Leki stosowane w leczeniu otyłości pomagają kontrolować łaknienie, zwiększają poczucie sytości. Ważne jest, że niektóre leki stosowane w leczeniu otyłości, zmniejszają także ryzyko rozwoju cukrzycy, chorób sercowo-naczyniowych, redukują ciśnienie tętnicze czy korzystnie wpływają na obniżenie poziomu cholesterolu. Niestety obecnie leki te nie są refundowane przez NFZ, a miesięczny koszt terapii jest dość wysoki.

Do farmakoterapii kwalifikuje się pacjentów z BMI >30 kg/m2 lub BMI>25 ze współwystępującymi typowymi dla otyłości powikłaniami: nadciśnieniem tętniczym, cukrzycą, chorobą zwyrodnieniową stawów. Ważne jest, aby leczenie prowadzone było przez lekarzy specjalizujących się w leczeniu otyłości.

Leczenie chirurgiczne

Leczenie chirurgiczne (bariatryczne) dedykowane jest przede wszystkim chorym z otyłością olbrzymią, czyli BMI przekraczającym 40 kg/m2. Również chorym, u których BMI wynosi 35-39,9, ale występują u nich powikłania otyłości w postaci cukrzycy, nadciśnienia tętniczego czy choroby zwyrodnieniowej stawów.

W Polsce dostępne są trzy rodzaje operacji bariatrycznych: rękawowa resekcja żołądka (sleeve gastrectomy), wyłączenie żołądkowe (gastric by-pass) oraz opaska żołądkowa (gastric banding).

Celem operacji, wbrew temu, co się może wydawać, nie jest „zmniejszenie żołądka”, lecz wyłączenie bądź usunięcie tej jego części, która jest odpowiedzialna za wydzielanie greliny – hormonu głodu, oraz przywrócenie fizjologicznego wydzielania GLP-1 – hormonu sytości.
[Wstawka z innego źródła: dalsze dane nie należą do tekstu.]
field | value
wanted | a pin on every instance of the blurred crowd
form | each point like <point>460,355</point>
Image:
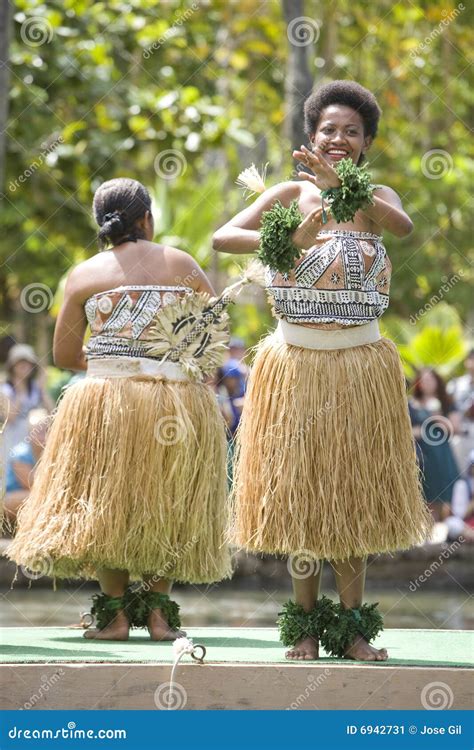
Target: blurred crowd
<point>442,416</point>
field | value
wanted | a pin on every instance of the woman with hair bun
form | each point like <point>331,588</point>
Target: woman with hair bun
<point>132,483</point>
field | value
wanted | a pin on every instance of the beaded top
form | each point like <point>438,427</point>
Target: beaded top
<point>120,318</point>
<point>344,280</point>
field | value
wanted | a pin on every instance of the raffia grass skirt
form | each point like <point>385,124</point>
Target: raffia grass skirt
<point>133,477</point>
<point>325,460</point>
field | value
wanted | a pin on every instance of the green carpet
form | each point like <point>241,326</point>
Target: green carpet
<point>452,648</point>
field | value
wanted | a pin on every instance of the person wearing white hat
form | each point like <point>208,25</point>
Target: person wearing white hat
<point>22,392</point>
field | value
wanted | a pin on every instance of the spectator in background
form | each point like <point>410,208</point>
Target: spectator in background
<point>230,377</point>
<point>6,343</point>
<point>461,520</point>
<point>25,391</point>
<point>434,420</point>
<point>462,389</point>
<point>22,461</point>
<point>237,352</point>
<point>462,392</point>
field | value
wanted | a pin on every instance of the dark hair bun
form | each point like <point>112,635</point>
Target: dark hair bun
<point>118,205</point>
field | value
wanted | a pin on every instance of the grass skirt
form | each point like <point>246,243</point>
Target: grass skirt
<point>325,460</point>
<point>133,477</point>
Operacje te są refundowane przez NFZ. Warto jednak pamiętać, że przed operacją konieczne jest wstępne zredukowanie masy ciała – optymalnie o 10 proc., licząc od szczytowego jej wskaźnika. Zatem czasami u pacjentów zakwalifikowanych do operacji bariatrycznej konieczna jest wcześniejsza farmakoterapia połączona z modyfikacją diety, fizjoterapią czy terapią psychologiczną.

Trzeba pamiętać, że jeśli po operacji powróci się do starych przyzwyczajeń, nie zmieni stylu życia i sposobu odżywiania, powróci również otyłość.

Światowa Organizacja Zdrowia (WHO) zaleca codzienny, trwający ok. 30 minut, umiarkowany wysiłek fizyczny. Ja najczęściej zachęcam swoich pacjentów po prostu do chodzenia i sukcesywnego, co kilka tygodni, zwiększania ilości „wychodzonych” kroków. Dobrym wsparciem są krokomierze, tzw. smart bandy oraz wszelkiego rodzaju aplikacje na telefon.

Wiele osób rozważa skorzystanie z powszechnie dostępnych wyszczuplających zabiegów medycyny estetycznej: np. liposukcji czy lipolizy. Należy jednak wziąć pod uwagę, że nie są to metody leczenia otyłości. Zabiegi te mogą jedynie pomóc zredukować lokalne depozyty podskórnej tkanki tłuszczowej czy poprawić wygląd sylwetki. Nie usuną jednak najgroźniejszej, z metabolicznego punktu widzenia, tkanki tłuszczowej trzewnej , czyli tej, która znajduje się wewnątrz brzucha i wyściela narządy wewnętrzne.

Otyłość to nie tylko kwestia urody, ale przede wszystkim zdrowia.